Speculation that the BOJ will act ramped up on Monday after Nikkei, citing sources close to the matter, reported that policymakers may further tweak YCC to allow the 10-year Japanese Government Bond yield to rise above 1%.
The yen rallied strongly for a second straight session, the 10-year yield rose again to a fresh decade-high nudging 0.89%, and the benchmark Nikkei 225 stock index gave back all of Friday’s gains and slid 1%.
It is shaping up to be a year of two halves for Japanese stocks as the prospect of the BOJ abandoning its super-loose monetary policy becomes more likely. The Nikkei is down 3.6% this month, on track for its biggest monthly loss since December, and is down 8% so far in the second half of this year.
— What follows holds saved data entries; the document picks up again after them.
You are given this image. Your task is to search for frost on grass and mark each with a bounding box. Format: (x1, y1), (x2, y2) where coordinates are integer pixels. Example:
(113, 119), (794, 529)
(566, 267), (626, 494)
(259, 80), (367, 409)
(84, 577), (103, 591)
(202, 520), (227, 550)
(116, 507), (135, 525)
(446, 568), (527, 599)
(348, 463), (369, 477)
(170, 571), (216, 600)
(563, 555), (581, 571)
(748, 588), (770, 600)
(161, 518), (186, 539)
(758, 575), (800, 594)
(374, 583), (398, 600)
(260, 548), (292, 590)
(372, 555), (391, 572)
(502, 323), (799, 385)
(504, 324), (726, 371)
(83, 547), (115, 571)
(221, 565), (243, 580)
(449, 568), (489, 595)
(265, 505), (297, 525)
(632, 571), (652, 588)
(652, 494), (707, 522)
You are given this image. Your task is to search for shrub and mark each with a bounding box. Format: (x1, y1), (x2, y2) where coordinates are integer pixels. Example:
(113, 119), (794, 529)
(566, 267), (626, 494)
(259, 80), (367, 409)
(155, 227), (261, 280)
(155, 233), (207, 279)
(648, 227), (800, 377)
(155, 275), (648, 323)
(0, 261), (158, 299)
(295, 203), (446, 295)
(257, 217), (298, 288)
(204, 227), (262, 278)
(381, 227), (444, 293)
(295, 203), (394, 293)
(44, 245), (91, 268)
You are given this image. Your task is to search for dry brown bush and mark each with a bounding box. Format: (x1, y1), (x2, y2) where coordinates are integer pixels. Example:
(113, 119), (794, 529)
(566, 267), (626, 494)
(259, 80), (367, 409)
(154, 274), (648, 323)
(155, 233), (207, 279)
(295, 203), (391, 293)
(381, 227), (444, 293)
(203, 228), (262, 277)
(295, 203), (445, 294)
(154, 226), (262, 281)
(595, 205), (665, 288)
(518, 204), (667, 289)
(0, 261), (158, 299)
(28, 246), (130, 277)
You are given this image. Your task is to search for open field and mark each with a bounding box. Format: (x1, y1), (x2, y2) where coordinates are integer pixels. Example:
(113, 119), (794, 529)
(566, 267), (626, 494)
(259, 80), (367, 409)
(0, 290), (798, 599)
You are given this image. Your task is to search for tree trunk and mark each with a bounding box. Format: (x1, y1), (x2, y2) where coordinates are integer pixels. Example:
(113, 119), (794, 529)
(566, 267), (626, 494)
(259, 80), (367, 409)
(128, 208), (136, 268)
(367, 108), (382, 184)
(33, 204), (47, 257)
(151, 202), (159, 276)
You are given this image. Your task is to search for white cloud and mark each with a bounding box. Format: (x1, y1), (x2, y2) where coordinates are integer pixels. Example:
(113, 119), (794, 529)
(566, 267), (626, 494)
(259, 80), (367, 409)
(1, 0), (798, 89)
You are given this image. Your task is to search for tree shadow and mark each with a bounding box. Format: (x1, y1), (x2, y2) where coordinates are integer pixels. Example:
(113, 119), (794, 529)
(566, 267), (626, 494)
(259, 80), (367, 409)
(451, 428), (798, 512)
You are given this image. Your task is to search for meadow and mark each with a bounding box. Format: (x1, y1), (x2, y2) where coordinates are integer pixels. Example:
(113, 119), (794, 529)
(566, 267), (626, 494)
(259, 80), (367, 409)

But it is still up 17% year-to-date thanks to a stunning 27% rally in the January-June period that saw it scale a 33-year high close to 34,000 points, as many investors bet that Japan Inc was back after years – decades – in the doldrums.
Negative interest rates, the BOJ accumulating 45% of all outstanding Japanese Government Bonds, and a 30% slide in the yen’s value against the dollar since early 2021 made Japanese stocks extremely attractive.
By real effective exchange rate measures, the yen is its weakest in over 50 years, luring foreign buyers in to snap up assets on the relative cheap.